In our "modern" system, capital is almost always loaned in the form of money.
The retooling factory needed money. It already had a building, machines, and employees. So it really didn't need much capital. But it did need money to continue operating while it switched over to making a new product. And if it needed new machines or more employees, it would have used money to buy these things.
What allows ANY economy to work is the willingness of producers to collectively make a portion of their "capital" available to other producers for new and promising projects.
In many rural villages, the harvest (or other heavy agricultural work) is done by community work parties that rotate through the various farms. A "modern" farmer would hire workers to do this, and he would probably have to borrow money to pay them.

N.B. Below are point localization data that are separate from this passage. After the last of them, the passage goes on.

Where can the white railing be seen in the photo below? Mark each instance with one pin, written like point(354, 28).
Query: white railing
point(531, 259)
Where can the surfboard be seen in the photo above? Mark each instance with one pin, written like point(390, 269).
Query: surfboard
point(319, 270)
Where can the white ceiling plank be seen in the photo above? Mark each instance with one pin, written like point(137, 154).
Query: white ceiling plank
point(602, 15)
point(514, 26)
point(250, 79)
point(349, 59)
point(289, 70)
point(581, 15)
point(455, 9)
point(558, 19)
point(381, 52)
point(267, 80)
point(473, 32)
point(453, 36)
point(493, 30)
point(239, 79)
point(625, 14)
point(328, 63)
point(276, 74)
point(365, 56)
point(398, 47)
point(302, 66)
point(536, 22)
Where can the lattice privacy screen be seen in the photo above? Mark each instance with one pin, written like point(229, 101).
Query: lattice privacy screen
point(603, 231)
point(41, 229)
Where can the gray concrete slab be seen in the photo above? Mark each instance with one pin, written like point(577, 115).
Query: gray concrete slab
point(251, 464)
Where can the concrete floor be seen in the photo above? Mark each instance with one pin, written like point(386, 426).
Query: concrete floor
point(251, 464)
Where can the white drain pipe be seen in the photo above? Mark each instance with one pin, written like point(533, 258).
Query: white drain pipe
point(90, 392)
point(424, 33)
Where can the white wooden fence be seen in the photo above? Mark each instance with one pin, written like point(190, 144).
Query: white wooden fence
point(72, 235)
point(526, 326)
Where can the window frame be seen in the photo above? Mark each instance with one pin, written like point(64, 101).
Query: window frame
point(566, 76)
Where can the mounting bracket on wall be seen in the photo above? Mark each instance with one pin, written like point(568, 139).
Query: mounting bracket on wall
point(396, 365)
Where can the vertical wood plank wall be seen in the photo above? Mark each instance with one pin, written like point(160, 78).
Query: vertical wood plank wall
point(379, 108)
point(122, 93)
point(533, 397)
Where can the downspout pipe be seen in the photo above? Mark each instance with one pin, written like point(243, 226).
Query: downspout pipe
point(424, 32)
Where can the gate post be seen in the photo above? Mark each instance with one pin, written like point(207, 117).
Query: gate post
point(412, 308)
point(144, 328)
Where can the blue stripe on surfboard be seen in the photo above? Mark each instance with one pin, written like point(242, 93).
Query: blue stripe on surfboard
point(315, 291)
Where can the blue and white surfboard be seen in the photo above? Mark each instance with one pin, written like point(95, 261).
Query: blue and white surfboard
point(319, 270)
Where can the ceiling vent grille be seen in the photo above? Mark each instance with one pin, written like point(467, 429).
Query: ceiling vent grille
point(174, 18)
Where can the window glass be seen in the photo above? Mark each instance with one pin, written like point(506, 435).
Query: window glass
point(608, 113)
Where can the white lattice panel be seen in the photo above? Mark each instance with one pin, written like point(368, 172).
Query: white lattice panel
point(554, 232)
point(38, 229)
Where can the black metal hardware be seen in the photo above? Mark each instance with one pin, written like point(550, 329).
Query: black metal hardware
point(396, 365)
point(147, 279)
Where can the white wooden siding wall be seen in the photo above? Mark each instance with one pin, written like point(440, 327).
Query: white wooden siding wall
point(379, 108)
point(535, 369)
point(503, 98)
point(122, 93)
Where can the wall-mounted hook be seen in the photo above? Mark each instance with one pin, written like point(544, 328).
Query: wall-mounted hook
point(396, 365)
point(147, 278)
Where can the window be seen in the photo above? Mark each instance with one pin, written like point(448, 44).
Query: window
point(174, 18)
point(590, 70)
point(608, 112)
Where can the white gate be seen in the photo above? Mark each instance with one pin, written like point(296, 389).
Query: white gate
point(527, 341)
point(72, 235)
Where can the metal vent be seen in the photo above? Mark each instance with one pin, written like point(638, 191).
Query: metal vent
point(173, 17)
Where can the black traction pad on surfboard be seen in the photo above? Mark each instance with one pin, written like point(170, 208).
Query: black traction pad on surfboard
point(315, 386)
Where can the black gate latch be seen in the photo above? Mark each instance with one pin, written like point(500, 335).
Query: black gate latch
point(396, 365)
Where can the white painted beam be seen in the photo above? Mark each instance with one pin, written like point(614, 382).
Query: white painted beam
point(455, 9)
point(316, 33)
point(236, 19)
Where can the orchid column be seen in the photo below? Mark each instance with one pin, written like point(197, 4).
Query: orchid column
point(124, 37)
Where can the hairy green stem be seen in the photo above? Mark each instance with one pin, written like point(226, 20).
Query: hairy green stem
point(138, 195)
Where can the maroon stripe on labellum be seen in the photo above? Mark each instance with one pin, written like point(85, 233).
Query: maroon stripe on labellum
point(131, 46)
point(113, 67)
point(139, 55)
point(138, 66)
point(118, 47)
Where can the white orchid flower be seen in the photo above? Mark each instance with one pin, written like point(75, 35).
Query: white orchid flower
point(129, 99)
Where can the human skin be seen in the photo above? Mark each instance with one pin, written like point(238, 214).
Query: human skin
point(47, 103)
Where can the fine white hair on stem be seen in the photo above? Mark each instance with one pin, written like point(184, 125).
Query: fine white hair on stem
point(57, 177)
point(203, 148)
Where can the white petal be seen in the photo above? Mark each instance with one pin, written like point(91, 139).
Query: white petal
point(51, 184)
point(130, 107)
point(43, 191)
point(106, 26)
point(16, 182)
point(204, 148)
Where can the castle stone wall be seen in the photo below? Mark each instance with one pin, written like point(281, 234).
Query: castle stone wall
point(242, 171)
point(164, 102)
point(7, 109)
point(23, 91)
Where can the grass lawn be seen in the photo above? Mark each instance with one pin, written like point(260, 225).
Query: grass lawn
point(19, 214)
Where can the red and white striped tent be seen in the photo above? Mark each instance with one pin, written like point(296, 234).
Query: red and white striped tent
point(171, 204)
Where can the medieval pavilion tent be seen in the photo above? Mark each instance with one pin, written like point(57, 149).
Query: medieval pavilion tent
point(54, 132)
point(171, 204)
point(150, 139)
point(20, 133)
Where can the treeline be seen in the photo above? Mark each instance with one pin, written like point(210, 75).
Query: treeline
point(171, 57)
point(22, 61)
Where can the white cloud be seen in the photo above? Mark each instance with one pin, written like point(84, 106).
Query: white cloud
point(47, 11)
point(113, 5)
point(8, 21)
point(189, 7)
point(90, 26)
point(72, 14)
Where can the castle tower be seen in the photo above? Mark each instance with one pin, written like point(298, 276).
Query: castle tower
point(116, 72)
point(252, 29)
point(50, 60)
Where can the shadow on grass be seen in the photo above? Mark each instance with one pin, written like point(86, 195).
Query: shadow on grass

In both cases, there had to be an agreement in the community that sufficient capital would be available to each farmer to get the job done. The "old" system was based on a traditional agreement that each farmer would participate in the work party at the other farms and host the work party when it came to his farm. In the "new" system, the agreement is that each farmer will pay back the bank, with interest, for the money he borrowed to pay his farm workers.
So I don't see TIME as the key component. I see AGREEMENT as the key component. You don't even need money for the basic concepts of "capitalism" to work in an economy.
Time and money, I argue, are merely arbitraries added into the system in order to handle some fancied problems. The basic working principle is agreement. By convention, "capitalism" means that capital is owned privately. But "capital" exists in any working economy, even ones that don't use money.